Advanced Customization Options

Beyond the basic attributes, CrewAI allows for deeper customization to enhance an agent's behavior and capabilities significantly.

Language Model Customization

Agents can be customized with specific language models (llm) and function-calling language models (function_calling_llm), offering advanced control over their processing and decision-making abilities. By default crewAI agents are ReAct agents, but by setting the function_calling_llm you can turn them into a function calling agents.

Enabling Memory for Agents

CrewAI supports memory for agents, enabling them to remember past interactions. This feature is critical for tasks requiring awareness of previous contexts or decisions.

Performance and Debugging Settings

Adjusting an agent's performance and monitoring its operations are crucial for efficient task execution.

Verbose Mode and RPM Limit

  • Verbose Mode: Enables detailed logging of an agent's actions, useful for debugging and optimization. Specifically, it provides insights into agent execution processes, aiding in the optimization of performance.
  • RPM Limit: Sets the maximum number of requests per minute (max_rpm), controlling the agent's query frequency to external services.

Maximum Iterations for Task Execution

The max_iter attribute allows users to define the maximum number of iterations an agent can perform for a single task, preventing infinite loops or excessively long executions. The default value is set to 15, providing a balance between thoroughness and efficiency. Once the agent approaches this number it will try it's best to give a good answer.

Customizing Agents and Tools

Agents are customized by defining their attributes and tools during initialization. Tools are critical for an agent's functionality, enabling them to perform specialized tasks. In this example we will use the crewAI tools package to create a tool for a research analyst agent.

pip install 'crewai[tools]'

Example: Assigning Tools to an Agent

import os
from crewai import Agent
from crewai_tools import SerperDevTool

# Set API keys for tool initialization
os.environ["OPENAI_API_KEY"] = "Your Key"
os.environ["SERPER_API_KEY"] = "Your Key"

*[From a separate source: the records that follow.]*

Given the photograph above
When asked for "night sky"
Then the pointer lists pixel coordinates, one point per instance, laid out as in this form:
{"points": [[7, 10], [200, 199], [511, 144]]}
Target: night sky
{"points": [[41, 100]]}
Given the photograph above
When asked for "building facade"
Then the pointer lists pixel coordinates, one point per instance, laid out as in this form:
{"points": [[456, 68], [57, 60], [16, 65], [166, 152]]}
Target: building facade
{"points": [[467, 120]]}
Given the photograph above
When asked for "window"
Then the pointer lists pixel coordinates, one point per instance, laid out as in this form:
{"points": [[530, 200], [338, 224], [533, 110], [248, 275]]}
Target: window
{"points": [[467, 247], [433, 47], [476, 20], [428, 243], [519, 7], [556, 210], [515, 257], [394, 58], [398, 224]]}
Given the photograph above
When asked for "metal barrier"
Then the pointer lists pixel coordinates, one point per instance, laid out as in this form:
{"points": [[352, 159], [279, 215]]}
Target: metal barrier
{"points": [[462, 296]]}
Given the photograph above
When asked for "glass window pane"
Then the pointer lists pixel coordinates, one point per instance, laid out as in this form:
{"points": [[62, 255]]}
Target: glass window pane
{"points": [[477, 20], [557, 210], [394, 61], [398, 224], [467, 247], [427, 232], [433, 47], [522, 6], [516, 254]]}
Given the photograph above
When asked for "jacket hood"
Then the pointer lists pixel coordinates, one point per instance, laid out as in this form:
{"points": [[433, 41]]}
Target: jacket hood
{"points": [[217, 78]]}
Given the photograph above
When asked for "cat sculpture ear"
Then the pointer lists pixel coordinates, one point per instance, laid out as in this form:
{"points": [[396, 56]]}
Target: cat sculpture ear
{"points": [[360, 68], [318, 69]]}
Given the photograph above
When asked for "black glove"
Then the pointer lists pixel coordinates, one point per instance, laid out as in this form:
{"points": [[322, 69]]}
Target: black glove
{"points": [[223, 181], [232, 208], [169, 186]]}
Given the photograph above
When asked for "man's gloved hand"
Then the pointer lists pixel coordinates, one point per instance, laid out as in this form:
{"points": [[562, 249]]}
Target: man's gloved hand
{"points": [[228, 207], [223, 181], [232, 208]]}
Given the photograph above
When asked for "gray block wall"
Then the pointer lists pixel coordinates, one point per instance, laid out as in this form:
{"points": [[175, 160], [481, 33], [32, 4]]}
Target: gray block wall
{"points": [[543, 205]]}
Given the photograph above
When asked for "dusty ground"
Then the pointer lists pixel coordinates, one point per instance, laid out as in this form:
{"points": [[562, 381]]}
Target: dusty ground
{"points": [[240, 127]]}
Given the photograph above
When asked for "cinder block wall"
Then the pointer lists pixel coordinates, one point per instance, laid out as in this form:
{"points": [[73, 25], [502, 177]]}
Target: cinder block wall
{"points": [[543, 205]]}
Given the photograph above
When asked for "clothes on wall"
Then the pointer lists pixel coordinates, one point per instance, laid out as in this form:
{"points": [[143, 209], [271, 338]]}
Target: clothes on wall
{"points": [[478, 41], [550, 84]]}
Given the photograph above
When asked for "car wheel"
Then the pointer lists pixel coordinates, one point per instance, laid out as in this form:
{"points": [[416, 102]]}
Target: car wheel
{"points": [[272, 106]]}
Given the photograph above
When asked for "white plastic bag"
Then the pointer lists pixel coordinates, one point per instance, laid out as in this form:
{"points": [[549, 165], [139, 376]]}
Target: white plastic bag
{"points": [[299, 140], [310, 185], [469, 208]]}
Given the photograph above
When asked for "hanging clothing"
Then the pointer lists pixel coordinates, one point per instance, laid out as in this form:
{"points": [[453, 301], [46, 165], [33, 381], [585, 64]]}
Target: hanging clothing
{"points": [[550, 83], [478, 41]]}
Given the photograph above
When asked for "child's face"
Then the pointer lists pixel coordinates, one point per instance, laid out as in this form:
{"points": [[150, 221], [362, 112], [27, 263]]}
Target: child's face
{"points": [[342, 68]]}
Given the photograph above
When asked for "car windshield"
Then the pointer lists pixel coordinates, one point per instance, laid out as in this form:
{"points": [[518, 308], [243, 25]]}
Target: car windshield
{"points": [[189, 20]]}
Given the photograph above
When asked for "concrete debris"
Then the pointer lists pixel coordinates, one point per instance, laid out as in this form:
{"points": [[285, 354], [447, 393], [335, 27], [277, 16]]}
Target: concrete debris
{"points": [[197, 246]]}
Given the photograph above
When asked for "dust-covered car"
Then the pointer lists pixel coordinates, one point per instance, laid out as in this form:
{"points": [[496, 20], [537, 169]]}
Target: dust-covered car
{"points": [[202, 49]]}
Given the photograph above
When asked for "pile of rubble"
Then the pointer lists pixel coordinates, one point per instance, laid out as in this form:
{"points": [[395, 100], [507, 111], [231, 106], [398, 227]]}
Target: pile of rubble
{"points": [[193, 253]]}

# Initialize a search tool
search_tool = SerperDevTool()

# Initialize the agent with advanced options
agent = Agent(
  role='Research Analyst',
  goal='Provide up-to-date market analysis',
  backstory='An expert analyst with a keen eye for market trends.',
  tools=[search_tool],
  memory=True,
  verbose=True,
  max_rpm=10, # Optional: Limit requests to 10 per minute, preventing API abuse
  max_iter=5, # Optional: Limit task iterations to 5 before the agent tries to give its best answer
  allow_delegation=False
)

Delegation and Autonomy

Controlling an agent's ability to delegate tasks or ask questions is vital for tailoring its autonomy and collaborative dynamics within the crewAI framework. By default, the allow_delegation attribute is set to True, enabling agents to seek assistance or delegate tasks as needed. This default behavior promotes collaborative problem-solving and efficiency within the crewAI ecosystem.

Example: Disabling Delegation for an Agent

agent = Agent(
  role='Content Writer',
  goal='Write engaging content on market trends',
  backstory='A seasoned writer with expertise in market analysis.',
  allow_delegation=False
)

Conclusion

Customizing agents in CrewAI by setting their roles, goals, backstories, and tools, alongside advanced options like language model customization, memory, performance settings, and delegation preferences, equips a nuanced and capable AI team ready for complex challenges.